Nexus: Adaptive Upcycling to Efficiently Pretrain Mixture of Experts

Nikolas Gritsch, Qizhen Zhang, Acyr Locatelli, Sara Hooker, Ahmet Üstün


Abstract
Frontier language models are increasingly based on the Mixture of Experts (MoE) architecture, boosting the efficiency of training and inference by sparsely activating parameters. Nevertheless, training from scratch on trillions of tokens remains so expensive that most users can only finetune these models. In this work, we combine parameter reuse of dense models for the MoE layers ("*upcycling*”) with a novel, *adaptive* Nexus router that can integrate new experts into an existing trained model without hurting the performance on previous domains. Our router leverages the knowledge of each expert’s training data distribution via domain embeddings to initialize the router, improving specialization and allowing it to adapt faster to new domains than a standard MoE router. Nexus overturns the strict sequential separation between training and finetuning in classical approaches, allowing more powerful improvements to existing models at a later stage through long token-horizon trainings on new pretraining data. Our experiments show that Nexus achieves a relative gain of up to 2.1% over the baseline for initial upcycling, and an 18.8% relative gain for extending the MoE to a new domain with a new expert by using limited finetuning data.

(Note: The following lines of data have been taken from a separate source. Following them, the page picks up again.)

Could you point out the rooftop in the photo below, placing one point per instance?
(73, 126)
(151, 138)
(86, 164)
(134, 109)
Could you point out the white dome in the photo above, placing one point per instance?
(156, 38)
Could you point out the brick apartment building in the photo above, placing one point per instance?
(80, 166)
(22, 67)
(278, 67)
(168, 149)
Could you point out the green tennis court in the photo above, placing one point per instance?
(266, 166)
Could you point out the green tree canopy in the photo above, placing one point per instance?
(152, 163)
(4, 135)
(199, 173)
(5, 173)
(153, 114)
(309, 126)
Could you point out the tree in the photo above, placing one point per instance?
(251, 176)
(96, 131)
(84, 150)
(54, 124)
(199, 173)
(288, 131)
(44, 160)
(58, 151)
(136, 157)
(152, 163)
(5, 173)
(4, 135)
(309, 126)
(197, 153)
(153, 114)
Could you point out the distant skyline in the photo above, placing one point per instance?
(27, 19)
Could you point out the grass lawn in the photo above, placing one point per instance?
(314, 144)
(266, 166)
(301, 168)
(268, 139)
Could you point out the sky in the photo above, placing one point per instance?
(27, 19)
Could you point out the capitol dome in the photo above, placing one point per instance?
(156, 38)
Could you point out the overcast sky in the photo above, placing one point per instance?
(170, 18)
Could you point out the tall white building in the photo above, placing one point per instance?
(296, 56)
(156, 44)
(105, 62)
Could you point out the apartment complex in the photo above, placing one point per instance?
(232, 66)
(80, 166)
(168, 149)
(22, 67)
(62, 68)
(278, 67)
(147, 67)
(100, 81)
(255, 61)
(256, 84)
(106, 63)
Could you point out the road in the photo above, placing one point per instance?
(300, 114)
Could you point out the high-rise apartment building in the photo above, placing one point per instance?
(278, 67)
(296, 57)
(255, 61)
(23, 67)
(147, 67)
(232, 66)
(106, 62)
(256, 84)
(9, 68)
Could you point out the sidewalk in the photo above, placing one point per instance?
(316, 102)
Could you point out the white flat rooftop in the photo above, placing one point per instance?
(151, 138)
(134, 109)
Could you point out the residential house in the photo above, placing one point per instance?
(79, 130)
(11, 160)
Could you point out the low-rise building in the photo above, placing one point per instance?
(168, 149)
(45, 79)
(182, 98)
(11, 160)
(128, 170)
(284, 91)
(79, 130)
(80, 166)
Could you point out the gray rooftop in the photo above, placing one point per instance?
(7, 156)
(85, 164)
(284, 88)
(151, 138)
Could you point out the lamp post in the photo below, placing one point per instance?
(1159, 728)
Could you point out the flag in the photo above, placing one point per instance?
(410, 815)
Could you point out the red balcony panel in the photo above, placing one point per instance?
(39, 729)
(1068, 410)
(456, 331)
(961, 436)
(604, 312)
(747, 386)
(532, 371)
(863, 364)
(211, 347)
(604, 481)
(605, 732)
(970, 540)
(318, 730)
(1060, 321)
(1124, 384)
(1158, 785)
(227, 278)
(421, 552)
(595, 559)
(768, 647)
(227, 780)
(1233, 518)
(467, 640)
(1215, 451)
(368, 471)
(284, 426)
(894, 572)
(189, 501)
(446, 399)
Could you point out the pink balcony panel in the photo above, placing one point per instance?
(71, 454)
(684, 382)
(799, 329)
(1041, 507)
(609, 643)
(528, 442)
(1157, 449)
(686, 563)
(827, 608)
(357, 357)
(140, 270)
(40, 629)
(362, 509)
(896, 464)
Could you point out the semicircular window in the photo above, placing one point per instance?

This flexibility of Nexus can power an open-source ecosystem where every user continuously assembles their own MoE-mix from a multitude of dense models.
Anthology ID:
2025.findings-emnlp.1323
Volume:
Findings of the Association for Computational Linguistics: EMNLP 2025
Month:
November
Year:
2025
Address:
Suzhou, China
Editors:
Christos Christodoulopoulos, Tanmoy Chakraborty, Carolyn Rose, Violet Peng
Venue:
Findings
SIG:
Publisher:
Association for Computational Linguistics
Note:
Pages:
24364–24381
Language:
URL:
https://aclanthology.org/2025.findings-emnlp.1323/
DOI:
Bibkey:
Cite (ACL):
Nikolas Gritsch, Qizhen Zhang, Acyr Locatelli, Sara Hooker, and Ahmet Üstün. 2025. Nexus: Adaptive Upcycling to Efficiently Pretrain Mixture of Experts. In Findings of the Association for Computational Linguistics: EMNLP 2025, pages 24364–24381, Suzhou, China. Association for Computational Linguistics.
Cite (Informal):
Nexus: Adaptive Upcycling to Efficiently Pretrain Mixture of Experts (Gritsch et al., Findings 2025)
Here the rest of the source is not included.